Dass die Kulturabteilung des Landes unter Landesrat Schellhorn Förderungen sofort ausbezahlt und auch der Bund sich dem Festival in der kleinen Stadt im Pongau „sehr zugetan“ gezeigt habe, stärke ihr Vertrauen in die Kulturpolitik, betont Schneider. „Den Verantwortlichen in der Politik ist es ebenfalls wichtig, dass Kulturinstitutionen nicht zerfallen.“ Nachsatz: „Dass man Federn lassen muss, ist klar.“
Die Ungewissheit, was im Juli oder im August sein wird – oder nicht – sei eine komplett neue Erfahrung. Den 30. Radstädter Kunsthandwerksmarkt am 5. und 6. September bereite sie jedenfalls vor.
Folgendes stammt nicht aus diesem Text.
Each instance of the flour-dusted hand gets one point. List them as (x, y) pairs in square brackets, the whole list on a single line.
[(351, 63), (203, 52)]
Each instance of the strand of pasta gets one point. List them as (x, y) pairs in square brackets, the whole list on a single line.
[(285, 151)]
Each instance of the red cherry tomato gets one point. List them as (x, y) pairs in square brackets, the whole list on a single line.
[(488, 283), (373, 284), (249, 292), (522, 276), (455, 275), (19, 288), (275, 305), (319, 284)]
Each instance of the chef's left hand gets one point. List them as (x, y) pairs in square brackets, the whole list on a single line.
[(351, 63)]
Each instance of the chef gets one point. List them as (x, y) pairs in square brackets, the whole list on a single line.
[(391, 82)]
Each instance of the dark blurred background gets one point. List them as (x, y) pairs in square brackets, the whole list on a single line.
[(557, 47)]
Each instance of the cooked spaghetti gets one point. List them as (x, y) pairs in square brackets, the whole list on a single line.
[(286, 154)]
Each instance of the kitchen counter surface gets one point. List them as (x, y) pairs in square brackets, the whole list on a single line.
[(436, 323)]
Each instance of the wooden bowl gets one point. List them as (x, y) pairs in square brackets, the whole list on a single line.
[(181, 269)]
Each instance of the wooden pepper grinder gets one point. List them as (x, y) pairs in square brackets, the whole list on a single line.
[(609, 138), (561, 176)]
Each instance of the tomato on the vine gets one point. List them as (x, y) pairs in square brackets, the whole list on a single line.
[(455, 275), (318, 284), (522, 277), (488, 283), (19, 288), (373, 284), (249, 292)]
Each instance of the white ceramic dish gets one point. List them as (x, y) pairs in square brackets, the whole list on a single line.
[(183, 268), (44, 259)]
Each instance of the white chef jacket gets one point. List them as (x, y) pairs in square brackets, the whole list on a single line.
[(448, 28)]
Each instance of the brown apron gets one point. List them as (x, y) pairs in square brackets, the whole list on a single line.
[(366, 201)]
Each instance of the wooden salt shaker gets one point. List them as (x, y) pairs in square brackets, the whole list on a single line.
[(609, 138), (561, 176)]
Eine der originellsten Initiativen landauf landab ist das Radstädter Strick-Projekt „Woll-Lust“, das heuer sein zehnjähriges Bestehen gefeiert hätte: „Wir wollten Fahnen für den Stadtturm stricken.“ Drei, vier Frauen pro Fahne hatten sich bereits zusammengetan, sie habe sich aufgemacht, das Material zu kaufen - „und da war das Wollgeschäft zu“. Zunächst hätten die Strickerinnen eigene Reste aufgearbeitet, alsbald wurde eine Woll-Hotline zur Radstädter Geschäftsfrau eingerichtet. So habe man das „Glück beim Stricken“ (so der Titel des Woll-Lust Blogs) herüberretten können bis zur Wieder-Öffnung.
Wie Wolle könnte man natürlich auch Bücher jederzeit überall bestellen. „Aber das wäre unfair gegenüber den hiesigen Geschäftsleuten“, betont Schneider. So habe sie den mobilen Bücherschrank – es ist eine rote Telefonzelle auf dem Stadtplatz – mit Büchern aufgefüllt, die Isolation zum Thema hätten. Etwa Die Arbeit der Nacht von Thomas Glavinic, Die Stadt der Blinden von José Saramago oder Die Wand von Marlene Haushofer – alle bestellt beim Radstädter Buchhändler.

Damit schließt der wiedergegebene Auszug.